Ilustrasi mata uang (unsplash.com/Viacheslav Bublyk)
Melansir Reuters, dalam rapat umum Majelis Nasional Korsel, Direktur Jenderal Kementerian untuk urusan Asia Pasifik, Seo Min-jung, mengatakan kompensasi nantinya akan diberikan melalui yayasan yang didanai oleh perusahaan Korsel.
Dana perusahaan itu, kata Seo, berasal dari hasil perjanjian Seoul-Tokyo pada 1965, di mana Korsel menerima paket bantuan ekonomi senilai 300 juta dolar (sekitar Rp4,5 triliun) dan pinjaman 500 juta dolar (sekitar Rp7,6 triliun) oleh Jepang.
Sementara itu, Foundation for Victims of Forced Mobilization by Imperial Japan, mengatakan telah mendapatkan sumbangan awal dari Posco senilai 3,2 juta juta (sekitar Rp 4,5 milyar). Tidak ada tanggapan dari perusahaan pembuat baja itu.
"Kami telah meninjau bahwa pihak ketiga dapat melakukan pembayaran sebagai ikatan hukum atas nama perusahaan Jepang tergugat," kata Seo, seperti dikutip dari Reuters.

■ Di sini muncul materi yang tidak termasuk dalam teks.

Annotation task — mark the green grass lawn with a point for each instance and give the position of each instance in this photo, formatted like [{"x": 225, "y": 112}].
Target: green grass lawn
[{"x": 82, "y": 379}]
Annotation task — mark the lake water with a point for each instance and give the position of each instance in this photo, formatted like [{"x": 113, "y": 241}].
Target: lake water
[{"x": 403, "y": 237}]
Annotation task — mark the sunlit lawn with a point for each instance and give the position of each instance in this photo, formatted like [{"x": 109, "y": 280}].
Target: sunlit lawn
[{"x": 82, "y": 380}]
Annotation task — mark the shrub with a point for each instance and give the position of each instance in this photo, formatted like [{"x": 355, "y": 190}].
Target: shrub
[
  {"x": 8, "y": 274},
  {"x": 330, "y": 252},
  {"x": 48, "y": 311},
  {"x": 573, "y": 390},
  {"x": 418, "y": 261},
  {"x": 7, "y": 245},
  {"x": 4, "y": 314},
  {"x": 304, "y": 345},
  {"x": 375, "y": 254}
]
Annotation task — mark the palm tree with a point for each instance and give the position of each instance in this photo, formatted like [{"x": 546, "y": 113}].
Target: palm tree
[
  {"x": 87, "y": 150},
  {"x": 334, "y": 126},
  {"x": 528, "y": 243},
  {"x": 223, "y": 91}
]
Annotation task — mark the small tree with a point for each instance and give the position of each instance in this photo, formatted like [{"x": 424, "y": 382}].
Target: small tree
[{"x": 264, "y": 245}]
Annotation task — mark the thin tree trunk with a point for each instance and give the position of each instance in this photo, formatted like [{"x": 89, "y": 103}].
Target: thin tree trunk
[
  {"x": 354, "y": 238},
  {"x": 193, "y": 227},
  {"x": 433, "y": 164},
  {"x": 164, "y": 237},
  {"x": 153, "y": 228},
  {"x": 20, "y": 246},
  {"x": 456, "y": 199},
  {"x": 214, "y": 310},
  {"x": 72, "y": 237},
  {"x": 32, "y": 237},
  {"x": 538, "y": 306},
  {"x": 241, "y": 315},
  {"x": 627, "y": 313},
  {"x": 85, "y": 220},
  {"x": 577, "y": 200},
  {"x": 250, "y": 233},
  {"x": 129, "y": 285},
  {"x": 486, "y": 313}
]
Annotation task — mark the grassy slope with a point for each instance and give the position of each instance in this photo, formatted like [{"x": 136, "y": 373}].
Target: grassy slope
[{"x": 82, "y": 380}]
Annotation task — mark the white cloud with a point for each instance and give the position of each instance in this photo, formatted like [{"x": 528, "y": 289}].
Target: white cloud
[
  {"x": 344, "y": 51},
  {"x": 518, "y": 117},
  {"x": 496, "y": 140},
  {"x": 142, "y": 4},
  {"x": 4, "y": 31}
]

Kepala Sekretaris Kabinet Jepang, Hirokazu Matsuno, menolak berkomentar soal rencana kompensasi Seoul dan protes dari publik. Menurutnya, itu merupakan masalah internal Korsel.
Di sisi lain, Kepala yayasan Shim Kyu-sun, mengatakan pihaknya akan mendorong perusahaan Korsel untuk memberi kompensasi dari perspektif tanggung jawab sosial.
Pada 2018, Mahkamah Agung Korsel memerintahkan perusahaan Jepang untuk membayar ganti rugi kepada mantan pekerja paksa. Meskipun 15 warga Korsel menang dari tuntutan seperti itu, tidak ada satu pun yang menerima kompensasi.